Every agency now tells clients to get ready for AI search. Almost none will show you their own homework. This note is the homework: how agencyechelon.com is actually built, and why each decision was made with two readers in mind, the human with a scroll wheel and the machine assembling an answer.
Start with what is not here. There is no CMS, no framework, no template farm, no third-party font call, no tag manager firing before you have said a word. The site is hand-built static HTML, and that is not nostalgia. Static pages load fast enough that speed stops being a conversation, they contain nothing that can break at 2 a.m., and every byte that ships was put there on purpose. When your business is telling clients what belongs in their stack, the discipline has to start at home.
Then the machine editions. There is a feed for the readers who still bless RSS, and an /llms.txt file, a plain-text edition of the entire library, summary first, all posts listed with one-line descriptions, built for the crawlers that feed ChatGPT, Gemini, Claude, and Perplexity. If generative engine optimization is the discipline of being quotable by machines, the first move is handing the machine a clean copy.

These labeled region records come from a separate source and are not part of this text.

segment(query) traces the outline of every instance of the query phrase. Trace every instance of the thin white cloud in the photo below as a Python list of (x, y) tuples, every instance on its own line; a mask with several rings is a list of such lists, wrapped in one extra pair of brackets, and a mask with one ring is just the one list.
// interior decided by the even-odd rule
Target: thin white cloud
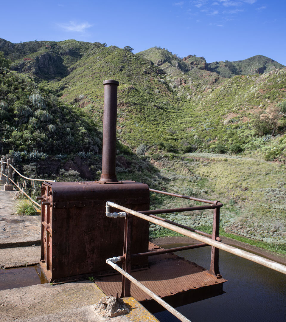
[(243, 9), (234, 9), (233, 10), (225, 10), (223, 11), (223, 14), (238, 14), (239, 12), (243, 12)]
[(214, 11), (213, 11), (212, 12), (210, 13), (209, 14), (208, 14), (208, 15), (209, 16), (214, 16), (216, 14), (217, 14), (218, 13), (218, 10), (215, 10)]
[(255, 10), (257, 10), (258, 11), (260, 11), (261, 10), (263, 10), (264, 9), (266, 9), (266, 7), (265, 5), (263, 5), (262, 7), (260, 7), (259, 8), (257, 8)]
[(253, 5), (256, 2), (256, 0), (237, 0), (236, 1), (232, 0), (219, 0), (219, 2), (225, 7), (237, 7), (242, 5), (244, 4), (248, 5)]
[(70, 21), (69, 24), (57, 24), (66, 31), (75, 31), (78, 33), (83, 33), (86, 29), (92, 26), (88, 22), (77, 23), (74, 21)]

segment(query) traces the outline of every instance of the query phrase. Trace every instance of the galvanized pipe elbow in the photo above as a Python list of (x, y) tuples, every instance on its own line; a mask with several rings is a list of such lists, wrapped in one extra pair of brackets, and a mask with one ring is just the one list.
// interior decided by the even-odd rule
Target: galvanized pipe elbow
[(109, 260), (110, 260), (112, 263), (115, 263), (118, 261), (121, 261), (121, 257), (120, 256), (118, 256), (117, 257), (115, 256), (114, 257), (111, 257), (110, 258), (107, 258), (106, 261), (107, 264), (108, 264), (107, 262)]

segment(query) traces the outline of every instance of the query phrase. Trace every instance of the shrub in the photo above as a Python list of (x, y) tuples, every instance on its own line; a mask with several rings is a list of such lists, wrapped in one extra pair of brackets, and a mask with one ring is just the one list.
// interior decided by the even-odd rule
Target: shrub
[(10, 152), (10, 154), (13, 159), (13, 161), (15, 163), (18, 163), (22, 161), (22, 156), (21, 153), (19, 151), (12, 151)]
[(280, 149), (272, 150), (267, 153), (264, 157), (265, 161), (273, 161), (277, 156), (279, 156), (282, 153), (281, 150)]
[(232, 153), (240, 153), (243, 151), (243, 149), (238, 143), (235, 143), (230, 146), (229, 151)]
[(27, 199), (21, 197), (16, 206), (17, 213), (22, 216), (34, 216), (37, 214), (33, 203)]
[(224, 153), (226, 151), (225, 147), (222, 144), (218, 144), (217, 146), (216, 150), (218, 153)]
[(136, 154), (137, 156), (143, 156), (149, 147), (146, 144), (140, 144), (136, 149)]

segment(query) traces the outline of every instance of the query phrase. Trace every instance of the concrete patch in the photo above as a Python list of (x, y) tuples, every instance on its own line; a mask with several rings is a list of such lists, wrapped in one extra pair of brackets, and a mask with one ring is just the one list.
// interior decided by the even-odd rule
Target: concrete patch
[(0, 291), (1, 321), (30, 319), (79, 308), (97, 303), (105, 295), (89, 281), (57, 285), (40, 284), (3, 290)]
[(0, 268), (10, 268), (37, 264), (41, 256), (40, 246), (0, 249)]

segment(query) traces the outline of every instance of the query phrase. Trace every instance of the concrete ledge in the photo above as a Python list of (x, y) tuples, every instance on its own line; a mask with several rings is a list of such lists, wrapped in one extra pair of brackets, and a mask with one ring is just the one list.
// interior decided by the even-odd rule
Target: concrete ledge
[(0, 249), (0, 268), (11, 268), (36, 264), (41, 257), (40, 246)]
[(132, 297), (123, 299), (130, 310), (125, 315), (102, 318), (95, 304), (105, 294), (88, 281), (52, 286), (38, 284), (0, 291), (1, 322), (159, 322)]
[(13, 185), (8, 185), (6, 184), (4, 185), (4, 190), (5, 191), (13, 191)]

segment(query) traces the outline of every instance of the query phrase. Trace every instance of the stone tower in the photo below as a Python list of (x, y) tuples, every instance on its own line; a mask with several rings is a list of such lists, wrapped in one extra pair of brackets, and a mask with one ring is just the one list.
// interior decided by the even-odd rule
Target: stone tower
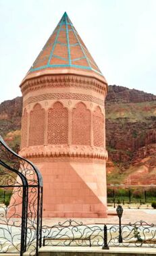
[(20, 84), (20, 155), (43, 178), (43, 216), (107, 217), (107, 84), (66, 13)]

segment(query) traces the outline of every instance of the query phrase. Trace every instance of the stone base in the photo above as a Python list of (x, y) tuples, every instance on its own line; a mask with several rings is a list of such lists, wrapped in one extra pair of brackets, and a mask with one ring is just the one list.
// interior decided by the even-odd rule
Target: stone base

Structured data follows one law here: every block must parse, and every block must describe something a human can see. Each note carries article schema with a real author entity, breadcrumbs, and, only where a visible Quick Answers section exists, question-and-answer markup to match. Schema that describes invisible content is spam with a schema.org address, and the engines are learning to hold it against you. The whole library also ships as a single machine-readable index object, regenerated from source on every build rather than edited by hand, because hand-edited structured data is how sites end up serving broken JSON to the one reader that never complains and never comes back.
Measurement waits its turn. Visitors in Europe and California see a small card and exactly zero pixels until they answer it; thirteen fire after a yes, none after a no, and everyone else gets the standard set. HIPAA took the pixels away from healthcare advertisers and I called it a favor; the same logic applies here. If a measurement setup cannot be explained out loud to the person being measured, it does not belong on the site.

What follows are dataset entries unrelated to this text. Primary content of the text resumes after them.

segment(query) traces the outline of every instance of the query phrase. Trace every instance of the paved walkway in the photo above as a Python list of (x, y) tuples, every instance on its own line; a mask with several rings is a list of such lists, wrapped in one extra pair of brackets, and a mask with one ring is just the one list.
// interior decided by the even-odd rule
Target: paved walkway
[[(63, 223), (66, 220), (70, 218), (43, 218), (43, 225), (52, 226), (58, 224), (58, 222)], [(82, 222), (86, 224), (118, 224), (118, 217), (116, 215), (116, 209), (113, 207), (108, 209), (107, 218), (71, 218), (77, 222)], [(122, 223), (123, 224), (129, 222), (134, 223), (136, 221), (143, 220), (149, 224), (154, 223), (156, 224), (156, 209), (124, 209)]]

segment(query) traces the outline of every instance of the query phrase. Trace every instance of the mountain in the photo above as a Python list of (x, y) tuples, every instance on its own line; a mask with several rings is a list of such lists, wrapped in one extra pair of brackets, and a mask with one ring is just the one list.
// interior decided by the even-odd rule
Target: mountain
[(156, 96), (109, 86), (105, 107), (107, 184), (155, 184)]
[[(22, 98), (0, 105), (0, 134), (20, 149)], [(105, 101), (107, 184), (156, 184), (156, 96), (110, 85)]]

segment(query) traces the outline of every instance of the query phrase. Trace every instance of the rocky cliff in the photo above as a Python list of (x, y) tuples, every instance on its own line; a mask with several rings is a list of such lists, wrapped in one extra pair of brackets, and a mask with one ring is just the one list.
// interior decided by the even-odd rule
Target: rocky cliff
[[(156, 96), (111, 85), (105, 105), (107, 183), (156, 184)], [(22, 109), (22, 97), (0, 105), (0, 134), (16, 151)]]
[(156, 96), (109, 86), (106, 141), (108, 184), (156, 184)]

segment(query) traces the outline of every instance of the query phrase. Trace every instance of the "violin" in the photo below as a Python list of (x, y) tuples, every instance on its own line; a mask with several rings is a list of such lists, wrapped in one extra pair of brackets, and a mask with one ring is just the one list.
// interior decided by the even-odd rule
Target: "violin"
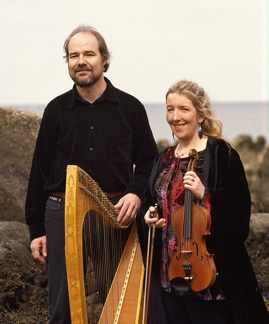
[[(193, 171), (198, 153), (192, 149), (188, 171)], [(174, 234), (177, 238), (177, 249), (170, 255), (168, 274), (171, 286), (181, 291), (199, 291), (213, 284), (217, 272), (213, 260), (205, 246), (206, 236), (210, 235), (211, 217), (204, 207), (192, 202), (192, 193), (186, 189), (184, 204), (172, 216)]]

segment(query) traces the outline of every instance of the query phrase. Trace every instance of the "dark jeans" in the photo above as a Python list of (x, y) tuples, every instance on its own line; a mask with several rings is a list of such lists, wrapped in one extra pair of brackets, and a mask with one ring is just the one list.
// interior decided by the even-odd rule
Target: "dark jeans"
[[(115, 204), (120, 198), (117, 198), (117, 200), (112, 201), (111, 202)], [(45, 214), (45, 227), (47, 240), (47, 256), (46, 266), (50, 318), (49, 323), (49, 324), (71, 324), (65, 252), (64, 199), (53, 196), (49, 197)], [(116, 232), (117, 233), (122, 230), (116, 230)], [(88, 233), (87, 235), (89, 234)], [(84, 237), (84, 235), (83, 236)], [(122, 239), (122, 237), (121, 234), (118, 236), (116, 235), (113, 236), (114, 239), (115, 237)], [(124, 242), (123, 242), (123, 244), (125, 245)], [(84, 246), (83, 249), (85, 251), (88, 249)], [(101, 261), (100, 258), (96, 257), (94, 252), (92, 253), (92, 255), (89, 253), (89, 254), (92, 258), (94, 269), (97, 271), (97, 269), (100, 269), (98, 266)], [(97, 255), (96, 253), (96, 255)], [(109, 276), (110, 276), (111, 278), (112, 278), (115, 269), (113, 268), (111, 270), (111, 266), (107, 267), (110, 269)], [(84, 266), (84, 269), (85, 268)], [(103, 274), (104, 272), (104, 275)], [(107, 275), (105, 274), (105, 271), (102, 270), (102, 275), (97, 276), (100, 278), (97, 281), (97, 285), (103, 302), (105, 300), (107, 290), (107, 286), (104, 286), (102, 283), (104, 277)], [(110, 279), (110, 281), (111, 280)]]

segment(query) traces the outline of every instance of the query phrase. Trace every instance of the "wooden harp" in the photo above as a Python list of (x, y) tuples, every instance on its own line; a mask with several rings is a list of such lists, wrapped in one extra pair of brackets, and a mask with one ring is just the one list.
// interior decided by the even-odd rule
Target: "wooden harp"
[[(111, 246), (114, 244), (113, 235), (115, 229), (122, 228), (122, 230), (116, 231), (120, 233), (120, 236), (122, 230), (124, 232), (124, 228), (128, 226), (123, 226), (117, 222), (117, 216), (119, 212), (97, 184), (76, 166), (67, 166), (65, 208), (66, 260), (72, 324), (141, 323), (144, 267), (135, 224), (132, 226), (127, 243), (123, 249), (123, 252), (119, 257), (117, 255), (114, 258), (113, 254), (117, 255), (119, 252), (116, 244), (115, 244), (116, 249), (113, 249)], [(106, 233), (101, 237), (101, 239), (98, 233), (97, 236), (93, 238), (91, 237), (90, 231), (85, 234), (87, 232), (85, 229), (85, 215), (89, 215), (91, 220), (86, 222), (86, 226), (90, 227), (92, 222), (95, 220), (95, 225), (92, 226), (94, 228), (94, 232), (100, 230), (102, 235), (104, 232)], [(110, 239), (108, 238), (105, 236), (107, 232), (110, 236), (112, 233), (112, 239), (110, 239)], [(88, 235), (90, 236), (88, 243), (84, 244), (83, 236)], [(98, 240), (102, 241), (104, 246), (100, 249)], [(100, 264), (99, 268), (96, 269), (96, 273), (94, 272), (94, 274), (95, 278), (93, 281), (94, 282), (96, 277), (102, 277), (104, 272), (109, 273), (111, 265), (114, 262), (116, 263), (114, 279), (107, 281), (109, 285), (111, 284), (107, 289), (108, 295), (104, 305), (100, 304), (102, 310), (99, 311), (99, 314), (98, 311), (91, 311), (88, 312), (87, 315), (86, 298), (94, 299), (94, 296), (98, 295), (97, 290), (99, 288), (91, 286), (88, 287), (90, 296), (86, 297), (83, 251), (85, 250), (83, 246), (87, 244), (90, 249), (94, 247), (93, 256), (95, 257), (98, 250), (101, 250), (103, 255), (97, 258), (101, 263), (104, 254), (105, 255), (106, 258), (109, 259), (109, 260), (106, 260), (106, 264)], [(98, 259), (99, 257), (100, 259)], [(114, 258), (116, 261), (113, 260)], [(117, 267), (117, 260), (119, 259)], [(107, 269), (106, 271), (104, 267), (108, 268), (108, 270)], [(99, 279), (99, 281), (101, 280), (102, 282), (102, 284), (103, 282), (107, 281), (103, 276)]]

The library itself is a mesh, not a pile. One hundred and five notes, every editorial link pointing to a piece published before the one citing it, every post closing with three related notes chosen by shared topic. Images carry their post's exact slug as a filename, and the alt text describes the photograph first and the concept second, in that order, because accessibility text written for rankings insults both audiences.
The part that surprises developers: a validation script runs eighteen checks before any version of this site ships. It confirms the sitemap, the feed, the AI edition, the index, and the disk agree on exactly which posts exist. It parses every block of structured data on every page. It hunts nested links, broken references, orphaned images, and duplicate titles. It even scans my prose for the vocabulary I have banned from it, which means a machine now enforces the house style against its own author. There is a humans.txt too, for the people who read view-source the way I read other people's media plans.
Why go this far for a consultancy site? Because the pitch and the practice have to match. I tell clients that the AI answer layer rewards clear claims, clean structure, and facts a machine can lift with confidence, and that the right model is the cheapest one that clears the bar. A site is the one place where all of that is verifiable by anyone with a right click. The best case study for the work is the thing you are reading.